Unusual Presentation Of Pediatric Myelodysplastic Syndrome: A Case ReportCorrespondence Address :
Dr. Rashmi Tondon MD, PDCC Department of Transfusion Medicine, SGPGIMS, Lucknow
SGPGIMS, Lucknow Tel.: 91 522 2668700,
Myelodysplastic syndrome (MDS) is a clonal hematological disorder characterized by dysplastic hematopoiesis and progression to leukemia. MDS is a rare childhood disorder presenting with nonspecific symptoms and has extremely variable prognosis. It should be considered in the differential diagnosis of all cytopenic disorders in children. The preleukemic phase is usually short and the disease rapidly evolves into overt leukemia. Marrow cellularity is normal or increased in MDS with hypocellular marrow being a rare feature. We report a case of MDS in a child with the rare finding of hypocellular bone marrow for that age.
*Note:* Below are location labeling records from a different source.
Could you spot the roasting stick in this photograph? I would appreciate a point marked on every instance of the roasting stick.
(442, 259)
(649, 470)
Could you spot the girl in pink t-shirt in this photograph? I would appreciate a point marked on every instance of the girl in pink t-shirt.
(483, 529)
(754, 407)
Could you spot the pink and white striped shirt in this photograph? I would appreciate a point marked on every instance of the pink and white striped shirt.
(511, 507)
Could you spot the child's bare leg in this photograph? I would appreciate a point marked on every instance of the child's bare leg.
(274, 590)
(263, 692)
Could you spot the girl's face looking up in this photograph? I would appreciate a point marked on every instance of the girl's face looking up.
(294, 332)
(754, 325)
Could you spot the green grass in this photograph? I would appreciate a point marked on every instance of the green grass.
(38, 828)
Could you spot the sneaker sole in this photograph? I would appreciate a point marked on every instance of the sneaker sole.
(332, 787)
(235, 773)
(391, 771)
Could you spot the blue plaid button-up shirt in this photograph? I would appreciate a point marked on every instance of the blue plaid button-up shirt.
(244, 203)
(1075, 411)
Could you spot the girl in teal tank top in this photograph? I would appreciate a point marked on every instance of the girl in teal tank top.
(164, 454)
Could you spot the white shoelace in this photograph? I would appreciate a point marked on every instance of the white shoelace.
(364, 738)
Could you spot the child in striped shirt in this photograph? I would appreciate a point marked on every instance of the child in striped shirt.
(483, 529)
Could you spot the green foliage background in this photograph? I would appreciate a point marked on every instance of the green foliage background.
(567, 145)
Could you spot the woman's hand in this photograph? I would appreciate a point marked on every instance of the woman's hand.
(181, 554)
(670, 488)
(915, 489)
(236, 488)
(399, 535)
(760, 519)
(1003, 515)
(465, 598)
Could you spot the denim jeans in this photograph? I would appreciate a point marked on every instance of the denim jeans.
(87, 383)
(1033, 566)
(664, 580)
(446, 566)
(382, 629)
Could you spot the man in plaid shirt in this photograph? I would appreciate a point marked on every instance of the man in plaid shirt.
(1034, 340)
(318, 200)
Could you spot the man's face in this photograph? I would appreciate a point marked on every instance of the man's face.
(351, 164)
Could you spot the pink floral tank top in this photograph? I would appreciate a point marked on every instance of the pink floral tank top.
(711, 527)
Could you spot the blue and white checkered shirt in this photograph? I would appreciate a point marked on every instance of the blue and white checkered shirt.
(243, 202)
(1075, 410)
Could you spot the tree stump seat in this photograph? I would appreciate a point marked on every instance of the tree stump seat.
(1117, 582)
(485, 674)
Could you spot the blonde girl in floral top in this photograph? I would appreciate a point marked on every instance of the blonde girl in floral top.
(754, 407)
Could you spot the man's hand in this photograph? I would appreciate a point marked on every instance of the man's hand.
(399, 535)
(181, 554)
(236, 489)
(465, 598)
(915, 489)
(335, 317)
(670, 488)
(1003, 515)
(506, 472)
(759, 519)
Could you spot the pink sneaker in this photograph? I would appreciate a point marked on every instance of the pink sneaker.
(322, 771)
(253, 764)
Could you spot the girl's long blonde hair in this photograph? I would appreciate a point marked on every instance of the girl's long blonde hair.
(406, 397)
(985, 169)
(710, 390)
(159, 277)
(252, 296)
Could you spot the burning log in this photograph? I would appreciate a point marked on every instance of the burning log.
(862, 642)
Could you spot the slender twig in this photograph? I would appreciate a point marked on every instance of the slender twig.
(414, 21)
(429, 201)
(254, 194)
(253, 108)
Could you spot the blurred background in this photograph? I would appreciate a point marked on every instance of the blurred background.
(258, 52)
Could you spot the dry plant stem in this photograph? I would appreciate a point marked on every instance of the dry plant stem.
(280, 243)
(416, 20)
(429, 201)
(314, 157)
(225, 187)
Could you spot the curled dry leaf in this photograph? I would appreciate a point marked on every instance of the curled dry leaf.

Myelodysplastic syndrome; cellularity; children
Myelodysplastic syndrome (MDS) is a clonal hematopoietic stem cell disorder characterized by peripheral cytopenia(s), bone marrow dysplasia and susceptibility to acute leukemia (1). MDS is rare in childhood (2),(3). The disease seems to be more frequent in patients who previously received radiotherapy and chemotherapy for a first malignancy (4),(5). Bone Marrow cellularity is normal or increased in MDS with hypocellular marrow being a rare feature(7). This case highlights a rare feature of MDS with hypocellular bone marrow in a child.
A 7 year old boy presented with low grade fever, easy fatigability, and pallor of three months duration which was treated symptomatically considering the diagnosis to be nutritional anemia. General physical examination was unremarkable except for marked pallor with no hepatosplenomegaly or lymphadenopathy. Past history was non contributory with no prior exposure to cytotoxic drugs, radiation or other mutagens.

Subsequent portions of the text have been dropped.